In Bob’s case, he spent a lot of time uncrating old rifles, removing ancient hardened cosmoline, reapplying new cosmoline, and re-crating the rifles.  If you are not familiar with cosmoline, it is a brown waxy petroleum substance straight from Hell that is used to prevent rust.  It can only be easily removed with liberal applications of flammable substances that the Army will not let you use.  It takes a vast quantity of it to cover a rifle, but only about a spoonful to completely cover the human body.  I swear to God, just typing the above made me, er….Bob....remember what it smelled like.  Bob still probably has traces of the stuff under his fingernails.
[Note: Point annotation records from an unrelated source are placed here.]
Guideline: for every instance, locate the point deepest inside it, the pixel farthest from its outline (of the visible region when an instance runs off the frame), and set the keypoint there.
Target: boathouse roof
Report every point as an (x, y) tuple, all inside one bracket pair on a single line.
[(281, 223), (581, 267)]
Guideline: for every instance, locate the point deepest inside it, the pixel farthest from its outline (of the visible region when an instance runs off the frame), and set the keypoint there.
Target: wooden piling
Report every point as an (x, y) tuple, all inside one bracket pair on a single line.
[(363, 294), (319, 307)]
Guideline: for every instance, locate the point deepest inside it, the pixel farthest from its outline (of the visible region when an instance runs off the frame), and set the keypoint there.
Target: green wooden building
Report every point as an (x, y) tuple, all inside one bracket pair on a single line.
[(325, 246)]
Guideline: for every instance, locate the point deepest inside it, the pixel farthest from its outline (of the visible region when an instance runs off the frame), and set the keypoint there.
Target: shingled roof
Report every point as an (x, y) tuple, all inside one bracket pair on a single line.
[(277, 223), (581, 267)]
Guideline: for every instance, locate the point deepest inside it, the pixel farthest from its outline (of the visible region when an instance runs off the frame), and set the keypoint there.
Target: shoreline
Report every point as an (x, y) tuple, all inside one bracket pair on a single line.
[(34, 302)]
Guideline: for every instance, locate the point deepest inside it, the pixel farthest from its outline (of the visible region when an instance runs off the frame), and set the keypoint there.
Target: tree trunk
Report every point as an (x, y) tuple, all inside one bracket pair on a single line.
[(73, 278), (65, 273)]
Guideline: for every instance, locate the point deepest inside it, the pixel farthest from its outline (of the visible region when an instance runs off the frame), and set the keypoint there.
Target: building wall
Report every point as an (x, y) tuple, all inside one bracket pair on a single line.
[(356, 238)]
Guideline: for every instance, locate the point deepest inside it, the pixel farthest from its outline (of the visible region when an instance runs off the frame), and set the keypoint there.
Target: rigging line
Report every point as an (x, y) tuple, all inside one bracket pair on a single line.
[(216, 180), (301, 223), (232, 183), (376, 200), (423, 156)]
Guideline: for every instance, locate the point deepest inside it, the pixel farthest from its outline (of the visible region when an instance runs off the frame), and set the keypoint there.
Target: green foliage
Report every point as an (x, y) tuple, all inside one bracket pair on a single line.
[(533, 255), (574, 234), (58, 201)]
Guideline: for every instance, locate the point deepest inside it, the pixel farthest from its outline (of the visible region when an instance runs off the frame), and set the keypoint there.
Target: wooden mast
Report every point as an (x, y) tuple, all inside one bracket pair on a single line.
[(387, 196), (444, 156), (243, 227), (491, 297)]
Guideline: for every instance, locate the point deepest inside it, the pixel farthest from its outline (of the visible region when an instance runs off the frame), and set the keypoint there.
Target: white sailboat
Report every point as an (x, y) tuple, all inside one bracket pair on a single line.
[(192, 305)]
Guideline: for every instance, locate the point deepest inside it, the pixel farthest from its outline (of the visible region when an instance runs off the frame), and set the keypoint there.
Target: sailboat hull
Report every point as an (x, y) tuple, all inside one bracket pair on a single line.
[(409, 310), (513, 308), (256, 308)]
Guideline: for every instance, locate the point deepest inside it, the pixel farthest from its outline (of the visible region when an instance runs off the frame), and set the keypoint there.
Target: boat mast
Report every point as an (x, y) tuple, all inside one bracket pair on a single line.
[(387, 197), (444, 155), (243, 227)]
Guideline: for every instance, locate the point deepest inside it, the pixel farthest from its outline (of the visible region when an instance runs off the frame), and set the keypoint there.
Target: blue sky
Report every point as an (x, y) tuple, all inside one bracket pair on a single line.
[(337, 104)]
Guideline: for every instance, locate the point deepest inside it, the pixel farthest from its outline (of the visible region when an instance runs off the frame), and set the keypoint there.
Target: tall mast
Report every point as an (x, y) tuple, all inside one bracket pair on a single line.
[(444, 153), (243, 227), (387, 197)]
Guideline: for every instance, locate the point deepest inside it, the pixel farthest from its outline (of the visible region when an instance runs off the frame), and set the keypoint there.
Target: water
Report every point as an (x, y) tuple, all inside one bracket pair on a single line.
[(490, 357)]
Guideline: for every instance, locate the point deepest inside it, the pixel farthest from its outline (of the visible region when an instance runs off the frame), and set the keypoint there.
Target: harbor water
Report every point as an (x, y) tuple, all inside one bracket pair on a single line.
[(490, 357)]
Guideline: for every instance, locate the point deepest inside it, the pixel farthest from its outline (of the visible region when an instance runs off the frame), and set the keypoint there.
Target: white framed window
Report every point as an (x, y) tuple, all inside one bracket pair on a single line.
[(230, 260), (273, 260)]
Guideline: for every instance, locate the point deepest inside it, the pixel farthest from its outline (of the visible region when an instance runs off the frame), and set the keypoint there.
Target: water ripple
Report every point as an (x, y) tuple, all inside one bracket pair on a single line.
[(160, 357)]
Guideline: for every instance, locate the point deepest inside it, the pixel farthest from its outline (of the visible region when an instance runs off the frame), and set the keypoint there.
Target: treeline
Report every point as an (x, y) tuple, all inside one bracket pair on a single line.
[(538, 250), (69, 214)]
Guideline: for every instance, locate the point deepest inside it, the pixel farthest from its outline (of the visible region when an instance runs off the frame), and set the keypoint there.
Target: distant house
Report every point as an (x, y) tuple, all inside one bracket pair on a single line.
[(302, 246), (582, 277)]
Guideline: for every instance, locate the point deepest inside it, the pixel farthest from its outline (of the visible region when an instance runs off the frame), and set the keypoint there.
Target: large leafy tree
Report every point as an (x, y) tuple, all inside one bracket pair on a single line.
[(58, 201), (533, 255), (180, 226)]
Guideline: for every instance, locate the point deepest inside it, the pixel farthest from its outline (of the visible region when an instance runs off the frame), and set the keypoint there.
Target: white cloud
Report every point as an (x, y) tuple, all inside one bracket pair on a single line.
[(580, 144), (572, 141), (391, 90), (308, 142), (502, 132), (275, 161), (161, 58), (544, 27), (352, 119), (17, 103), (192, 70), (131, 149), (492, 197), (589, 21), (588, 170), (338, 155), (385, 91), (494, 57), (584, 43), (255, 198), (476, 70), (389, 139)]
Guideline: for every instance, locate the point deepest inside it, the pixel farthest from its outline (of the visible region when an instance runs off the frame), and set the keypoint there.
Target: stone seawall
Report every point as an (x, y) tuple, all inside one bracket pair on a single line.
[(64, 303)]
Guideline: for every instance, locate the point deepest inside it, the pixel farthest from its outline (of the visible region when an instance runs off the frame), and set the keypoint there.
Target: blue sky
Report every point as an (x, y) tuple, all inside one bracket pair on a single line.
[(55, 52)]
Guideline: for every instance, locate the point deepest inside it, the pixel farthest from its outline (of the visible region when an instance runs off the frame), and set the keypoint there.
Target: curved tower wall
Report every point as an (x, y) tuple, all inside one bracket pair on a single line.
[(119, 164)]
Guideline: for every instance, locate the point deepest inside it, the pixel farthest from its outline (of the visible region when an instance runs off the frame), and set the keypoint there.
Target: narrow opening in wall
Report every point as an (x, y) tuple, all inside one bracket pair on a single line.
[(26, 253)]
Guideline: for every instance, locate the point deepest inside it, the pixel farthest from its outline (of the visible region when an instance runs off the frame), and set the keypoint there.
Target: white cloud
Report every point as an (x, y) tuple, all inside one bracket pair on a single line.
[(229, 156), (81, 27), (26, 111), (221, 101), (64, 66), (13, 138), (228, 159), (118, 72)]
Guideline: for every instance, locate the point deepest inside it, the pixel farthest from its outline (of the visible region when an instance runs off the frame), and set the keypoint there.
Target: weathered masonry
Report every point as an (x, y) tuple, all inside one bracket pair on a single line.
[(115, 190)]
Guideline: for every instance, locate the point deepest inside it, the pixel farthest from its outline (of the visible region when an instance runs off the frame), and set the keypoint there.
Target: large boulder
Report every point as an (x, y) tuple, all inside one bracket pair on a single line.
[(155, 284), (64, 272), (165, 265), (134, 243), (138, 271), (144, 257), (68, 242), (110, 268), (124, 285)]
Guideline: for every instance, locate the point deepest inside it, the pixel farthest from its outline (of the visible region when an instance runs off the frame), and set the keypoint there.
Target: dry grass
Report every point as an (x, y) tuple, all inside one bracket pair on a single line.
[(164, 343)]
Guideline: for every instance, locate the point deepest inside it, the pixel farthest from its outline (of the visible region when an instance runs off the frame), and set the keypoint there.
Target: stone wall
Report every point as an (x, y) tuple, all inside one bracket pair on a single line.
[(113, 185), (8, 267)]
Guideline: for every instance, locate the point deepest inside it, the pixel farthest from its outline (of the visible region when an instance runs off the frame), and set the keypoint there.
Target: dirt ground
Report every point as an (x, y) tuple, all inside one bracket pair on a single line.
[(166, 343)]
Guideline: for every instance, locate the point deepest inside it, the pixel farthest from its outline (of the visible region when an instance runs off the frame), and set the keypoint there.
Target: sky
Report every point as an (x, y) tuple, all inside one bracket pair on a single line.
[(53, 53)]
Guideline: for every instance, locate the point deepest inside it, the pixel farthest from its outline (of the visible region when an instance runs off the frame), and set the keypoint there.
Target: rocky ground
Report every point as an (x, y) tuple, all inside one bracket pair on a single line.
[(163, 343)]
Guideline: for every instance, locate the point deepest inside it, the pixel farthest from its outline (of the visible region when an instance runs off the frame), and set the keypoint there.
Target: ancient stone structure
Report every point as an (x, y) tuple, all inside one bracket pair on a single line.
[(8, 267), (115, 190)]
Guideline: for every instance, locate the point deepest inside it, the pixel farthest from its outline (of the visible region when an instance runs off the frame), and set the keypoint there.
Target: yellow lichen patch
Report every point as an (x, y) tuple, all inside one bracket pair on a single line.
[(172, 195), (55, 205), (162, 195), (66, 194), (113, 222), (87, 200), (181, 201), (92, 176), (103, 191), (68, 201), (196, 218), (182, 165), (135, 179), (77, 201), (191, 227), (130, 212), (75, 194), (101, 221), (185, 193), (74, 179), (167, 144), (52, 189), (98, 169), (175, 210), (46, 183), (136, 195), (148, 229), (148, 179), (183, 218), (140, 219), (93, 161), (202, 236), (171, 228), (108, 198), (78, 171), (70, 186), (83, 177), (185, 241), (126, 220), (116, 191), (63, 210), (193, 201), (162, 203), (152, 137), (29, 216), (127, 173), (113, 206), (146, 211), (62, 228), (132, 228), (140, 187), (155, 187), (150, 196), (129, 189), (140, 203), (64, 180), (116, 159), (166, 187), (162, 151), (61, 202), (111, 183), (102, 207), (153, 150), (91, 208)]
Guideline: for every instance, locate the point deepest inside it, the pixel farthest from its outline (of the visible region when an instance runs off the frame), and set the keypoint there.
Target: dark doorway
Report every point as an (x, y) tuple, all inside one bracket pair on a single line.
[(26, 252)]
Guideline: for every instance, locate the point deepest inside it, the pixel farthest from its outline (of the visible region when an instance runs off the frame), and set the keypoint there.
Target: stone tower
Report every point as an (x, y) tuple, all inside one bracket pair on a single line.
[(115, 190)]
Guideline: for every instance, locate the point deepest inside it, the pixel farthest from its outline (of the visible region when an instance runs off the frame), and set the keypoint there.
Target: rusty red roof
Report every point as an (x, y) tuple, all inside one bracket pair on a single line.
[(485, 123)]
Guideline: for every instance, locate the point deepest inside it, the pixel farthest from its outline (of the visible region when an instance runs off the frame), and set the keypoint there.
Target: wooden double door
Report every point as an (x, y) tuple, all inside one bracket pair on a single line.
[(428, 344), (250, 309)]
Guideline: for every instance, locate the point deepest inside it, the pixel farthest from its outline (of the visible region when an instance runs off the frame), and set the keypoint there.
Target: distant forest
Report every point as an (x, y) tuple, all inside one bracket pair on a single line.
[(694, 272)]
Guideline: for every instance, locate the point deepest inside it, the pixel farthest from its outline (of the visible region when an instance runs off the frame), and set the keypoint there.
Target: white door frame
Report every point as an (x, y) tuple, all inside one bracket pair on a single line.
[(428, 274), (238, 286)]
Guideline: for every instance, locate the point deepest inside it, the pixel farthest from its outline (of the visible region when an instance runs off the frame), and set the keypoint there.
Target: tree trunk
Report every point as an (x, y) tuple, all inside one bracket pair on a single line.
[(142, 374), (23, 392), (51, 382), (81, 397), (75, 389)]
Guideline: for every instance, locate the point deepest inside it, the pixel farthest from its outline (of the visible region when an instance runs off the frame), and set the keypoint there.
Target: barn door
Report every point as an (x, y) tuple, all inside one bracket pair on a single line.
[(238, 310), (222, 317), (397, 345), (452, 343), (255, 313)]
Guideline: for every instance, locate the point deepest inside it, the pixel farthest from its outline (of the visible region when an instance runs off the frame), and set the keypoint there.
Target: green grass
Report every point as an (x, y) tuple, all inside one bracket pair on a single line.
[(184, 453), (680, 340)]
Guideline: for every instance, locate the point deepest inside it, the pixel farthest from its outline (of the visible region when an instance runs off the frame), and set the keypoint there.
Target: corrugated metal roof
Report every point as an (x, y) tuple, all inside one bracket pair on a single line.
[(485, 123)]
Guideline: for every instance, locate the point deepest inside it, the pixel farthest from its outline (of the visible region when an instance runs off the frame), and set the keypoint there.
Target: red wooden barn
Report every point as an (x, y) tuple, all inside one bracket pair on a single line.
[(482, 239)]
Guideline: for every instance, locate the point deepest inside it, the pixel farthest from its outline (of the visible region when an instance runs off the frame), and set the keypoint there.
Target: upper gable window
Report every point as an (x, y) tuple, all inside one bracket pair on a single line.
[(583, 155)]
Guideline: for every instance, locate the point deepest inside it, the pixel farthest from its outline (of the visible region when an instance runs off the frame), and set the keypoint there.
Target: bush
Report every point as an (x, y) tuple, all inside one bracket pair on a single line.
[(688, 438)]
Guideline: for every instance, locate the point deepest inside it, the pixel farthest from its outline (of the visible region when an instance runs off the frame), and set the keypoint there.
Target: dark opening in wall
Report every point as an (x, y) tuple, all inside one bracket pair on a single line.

Eventually, the Army decided that handling the sudden influx of somewhat suspicious-looking (their hair was at least a quarter inch too long) college students required the construction of an additional dining hall, so they decided to put up a large tent.  From some vast military storeroom, they located an ancient crate containing a bail ring tent, probably situated on top of the crate containing the Ark of the Covenant.  Last used during the Korean War, the tent came with everything needed, packed in a massive wooden crate roughly the size of a small bedroom.

 

Unless you have worked at the circus, you are probably not familiar with a bail ring tent, as they are being replaced with tents with lightweight aluminum scaffolding, plastic miracle fabrics, and inflatable frames, but in the old days, large tents were made from heavy treated canvas that was supported by massive poles longer than the average telephone pole.  The center pole (not included in the crate) was fitted with a set of pulleys at the top and put up first.  Then the bail ring was snapped around the pole, with the canvas laid out on the ground and fastened to the bail.  Using the ropes and pulleys, the bail would be lifted to the top of the pole, dragging the heavy canvas behind it.  Lifting this massive load was one of the reasons that circuses had elephants.  Bob said it was a little disconcerting to realize that it took about a hundred college students to equal one elephant.

 

Bob, as unskilled labor, found himself as one of a long line of men assigned to one of the ropes, waiting impatiently in the sun for the various sections of canvas to be joined together and then fastened to the bail ring.  With nothing much to do, Bob was not paying much attention, as he was wondering if the rations he had been given for lunch were older than he was.  The meal had come in olive drab cans and boxes that suspiciously had no dates and that Bob suspected they had been found in the same warehouse as the tent.

 

Suddenly, Bob’s daydreaming was interrupted by a sergeant with a bullhorn, who was reading instructions from an ancient manual.

 

“Ready Left!”, boomed the sergeant with the bullhorn.  “Ready Right!”  Bob, and the other students came more-or-less to attention, grasping the ropes with both hands.  No one knew precisely if they were the “Left” or the “Right” as the two groups were standing on opposite sides of the pole, but everyone knew they were in one of the groups and they were ready.

 

The bullhorn crackled and the sergeant roared the order to the waiting students, “PREPARE FOR ERECTION!”

 

Bob let go of the rope and he says what happened next ended his days in R.O.T.C.


1 comment:

  1. Students during the 60s had notoriously juvenile senses of humor.